Esta donación y trasplante se realizó en la Unidad Médica de Alta Especialidad del IMSS en Nuevo León.

El hecho marca un hito en el país, al tratarse del primer trasplante de un órgano donado por un paciente con prueba positiva al SARS-CoV-2.

A dos horas de haber sido decretada “Código 0”, clasificado como una “Urgencia Nacional” por el Centro Nacional de Trasplantes, surgió la esperanza para Sofí, de 12 años.

El equipo médico analizó el protocolo internacional para determinar la viabilidad de colocar en la niña un órgano donado por un paciente con muerte cráneoencefálica, pero con una prueba positiva a SARS-CoV-2.

Los especialistas explicaron que la paciente padecía una enfermedad hereditaria poco frecuente que causa múltiples afecciones, principalmente al hígado, donde se produce cirrosis, misma que lleva a una falla hepática y el riesgo de muerte era inminente sin un trasplante, explicó el jefe de División de Trasplantes del hospital, Gerardo Luna López:

“Nuestra paciente receptora para el órgano de hígado estaba en una urgencia cero, lo cual significa que se debe trasplantar en las siguientes 48 a 72 horas para evitar su fallecimiento, por ser un caso atípico y el primero donde se toma un donador COVID positivo, se tuvieron que llevar a cabo manejos quirúrgicos ya establecidos, como es la protección personal con el equipamiento necesario, así como la protección de nuestro receptor con los medicamentos para evitar su infección”.

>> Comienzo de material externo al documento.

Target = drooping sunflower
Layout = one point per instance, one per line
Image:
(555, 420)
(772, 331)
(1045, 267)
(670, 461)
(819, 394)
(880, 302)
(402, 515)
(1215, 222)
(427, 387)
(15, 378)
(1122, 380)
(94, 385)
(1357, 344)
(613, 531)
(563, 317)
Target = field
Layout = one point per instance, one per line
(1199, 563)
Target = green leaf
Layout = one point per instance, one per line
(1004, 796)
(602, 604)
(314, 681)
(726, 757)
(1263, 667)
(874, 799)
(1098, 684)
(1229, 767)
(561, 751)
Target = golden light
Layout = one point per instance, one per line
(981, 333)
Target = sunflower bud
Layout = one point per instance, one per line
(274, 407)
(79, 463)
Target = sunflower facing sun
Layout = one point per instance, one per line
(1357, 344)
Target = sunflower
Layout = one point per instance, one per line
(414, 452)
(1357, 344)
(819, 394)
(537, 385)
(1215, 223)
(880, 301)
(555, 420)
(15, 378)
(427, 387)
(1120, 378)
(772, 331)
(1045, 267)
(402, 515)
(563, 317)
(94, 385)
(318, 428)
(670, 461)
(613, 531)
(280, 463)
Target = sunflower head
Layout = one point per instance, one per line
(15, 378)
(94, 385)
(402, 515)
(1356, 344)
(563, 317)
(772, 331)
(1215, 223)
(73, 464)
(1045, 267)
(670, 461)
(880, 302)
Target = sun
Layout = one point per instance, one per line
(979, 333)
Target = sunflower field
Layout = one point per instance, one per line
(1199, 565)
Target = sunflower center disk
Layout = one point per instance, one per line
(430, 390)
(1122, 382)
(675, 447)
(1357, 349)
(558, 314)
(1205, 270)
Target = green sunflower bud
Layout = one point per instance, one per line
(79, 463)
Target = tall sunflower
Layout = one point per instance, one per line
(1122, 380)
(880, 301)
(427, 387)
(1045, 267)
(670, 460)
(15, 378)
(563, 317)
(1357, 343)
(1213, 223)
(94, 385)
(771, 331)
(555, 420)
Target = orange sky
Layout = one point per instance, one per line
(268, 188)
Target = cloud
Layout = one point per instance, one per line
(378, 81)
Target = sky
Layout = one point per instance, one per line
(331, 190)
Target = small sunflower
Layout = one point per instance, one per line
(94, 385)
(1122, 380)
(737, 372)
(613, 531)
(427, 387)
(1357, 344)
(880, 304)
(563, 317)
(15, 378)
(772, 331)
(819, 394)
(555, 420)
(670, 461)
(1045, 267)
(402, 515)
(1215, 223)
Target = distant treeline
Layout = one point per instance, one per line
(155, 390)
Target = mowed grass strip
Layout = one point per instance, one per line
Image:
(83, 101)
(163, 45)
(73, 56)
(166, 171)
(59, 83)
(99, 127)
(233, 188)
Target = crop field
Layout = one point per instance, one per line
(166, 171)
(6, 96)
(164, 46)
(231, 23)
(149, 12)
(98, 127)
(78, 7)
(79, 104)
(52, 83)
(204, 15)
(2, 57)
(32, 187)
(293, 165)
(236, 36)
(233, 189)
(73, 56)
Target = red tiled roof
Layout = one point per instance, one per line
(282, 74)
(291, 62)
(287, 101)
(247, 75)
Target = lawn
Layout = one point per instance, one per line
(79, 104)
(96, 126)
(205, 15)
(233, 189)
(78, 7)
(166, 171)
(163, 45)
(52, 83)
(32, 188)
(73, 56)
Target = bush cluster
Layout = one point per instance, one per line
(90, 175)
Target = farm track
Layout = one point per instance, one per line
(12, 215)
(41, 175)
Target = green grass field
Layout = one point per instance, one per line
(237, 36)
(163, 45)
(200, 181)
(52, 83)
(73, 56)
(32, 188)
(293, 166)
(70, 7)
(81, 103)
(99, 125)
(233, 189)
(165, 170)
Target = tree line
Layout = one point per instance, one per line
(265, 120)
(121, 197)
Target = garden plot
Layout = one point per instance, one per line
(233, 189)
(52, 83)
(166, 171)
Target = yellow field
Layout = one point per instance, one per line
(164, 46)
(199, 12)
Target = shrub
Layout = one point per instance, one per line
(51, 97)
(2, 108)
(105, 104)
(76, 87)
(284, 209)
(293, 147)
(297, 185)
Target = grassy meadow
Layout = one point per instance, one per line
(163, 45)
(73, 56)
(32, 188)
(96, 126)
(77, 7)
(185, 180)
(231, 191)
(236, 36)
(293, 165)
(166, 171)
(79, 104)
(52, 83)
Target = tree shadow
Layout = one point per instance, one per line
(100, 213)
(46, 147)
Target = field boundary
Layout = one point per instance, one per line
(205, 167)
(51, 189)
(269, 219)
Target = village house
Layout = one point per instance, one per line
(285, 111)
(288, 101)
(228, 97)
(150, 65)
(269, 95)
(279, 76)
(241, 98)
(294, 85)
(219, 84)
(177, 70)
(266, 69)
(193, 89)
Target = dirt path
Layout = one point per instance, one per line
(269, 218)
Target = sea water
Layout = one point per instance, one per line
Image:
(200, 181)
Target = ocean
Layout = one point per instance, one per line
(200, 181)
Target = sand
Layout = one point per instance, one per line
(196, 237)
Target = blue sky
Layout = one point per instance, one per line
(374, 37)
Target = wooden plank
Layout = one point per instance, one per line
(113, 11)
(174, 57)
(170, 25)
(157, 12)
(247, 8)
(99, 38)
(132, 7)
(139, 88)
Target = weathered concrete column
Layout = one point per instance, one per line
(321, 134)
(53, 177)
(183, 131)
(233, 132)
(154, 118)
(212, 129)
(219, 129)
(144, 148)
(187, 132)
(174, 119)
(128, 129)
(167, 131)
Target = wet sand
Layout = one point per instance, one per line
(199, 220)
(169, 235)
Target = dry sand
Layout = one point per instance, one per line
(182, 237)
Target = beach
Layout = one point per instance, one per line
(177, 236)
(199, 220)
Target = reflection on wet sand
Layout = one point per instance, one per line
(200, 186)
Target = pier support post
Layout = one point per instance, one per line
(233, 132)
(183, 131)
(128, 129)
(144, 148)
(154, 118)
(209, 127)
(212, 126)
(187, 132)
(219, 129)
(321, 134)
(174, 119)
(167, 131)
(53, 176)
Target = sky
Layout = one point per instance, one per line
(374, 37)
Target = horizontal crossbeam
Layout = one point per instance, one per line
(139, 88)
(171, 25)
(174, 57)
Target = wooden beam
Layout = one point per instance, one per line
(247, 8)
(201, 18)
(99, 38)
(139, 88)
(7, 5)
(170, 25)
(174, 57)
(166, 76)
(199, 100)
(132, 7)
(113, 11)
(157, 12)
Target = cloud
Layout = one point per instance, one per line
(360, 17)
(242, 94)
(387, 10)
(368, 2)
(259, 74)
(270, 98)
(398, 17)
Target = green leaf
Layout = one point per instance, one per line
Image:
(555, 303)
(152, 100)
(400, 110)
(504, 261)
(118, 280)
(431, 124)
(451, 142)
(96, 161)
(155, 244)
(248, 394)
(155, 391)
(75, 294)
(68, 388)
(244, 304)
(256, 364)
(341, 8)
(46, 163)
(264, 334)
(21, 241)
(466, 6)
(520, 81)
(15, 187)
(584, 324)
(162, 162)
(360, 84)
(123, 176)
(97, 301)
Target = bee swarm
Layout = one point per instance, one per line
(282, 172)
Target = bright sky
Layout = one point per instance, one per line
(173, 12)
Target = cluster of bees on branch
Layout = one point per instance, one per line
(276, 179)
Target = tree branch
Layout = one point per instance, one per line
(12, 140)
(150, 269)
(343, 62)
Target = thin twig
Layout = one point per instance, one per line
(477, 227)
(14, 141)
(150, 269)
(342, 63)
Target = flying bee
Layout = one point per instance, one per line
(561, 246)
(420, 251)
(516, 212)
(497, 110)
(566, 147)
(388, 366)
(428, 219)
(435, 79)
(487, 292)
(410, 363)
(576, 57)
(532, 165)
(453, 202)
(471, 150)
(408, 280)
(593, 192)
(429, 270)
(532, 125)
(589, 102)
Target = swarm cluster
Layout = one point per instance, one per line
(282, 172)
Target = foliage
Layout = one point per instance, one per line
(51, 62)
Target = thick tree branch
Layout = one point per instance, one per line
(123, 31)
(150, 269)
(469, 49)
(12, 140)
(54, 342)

En los exámenes del donador aparecía un diagnóstico positivo a COVID-19, pero las características de peso, talla y hasta grupo sanguíneo eran compatibles con la receptora.

El donante fue asintomático, nunca presentó manifestaciones de la enfermedad, su carga viral no era de alta contagiosidad y su muerte fue por una razón distinta: una lesión neurológica grave.

Finalmente, la cirugía resultó un éxito porque no dejó datos de infección viral en la receptora ni en los cirujanos, y marcó un precedente en la historia del IMSS en todo el país. La pequeña Sofi ya fue dada de alta y se reporta su evolución y seguimiento como estable.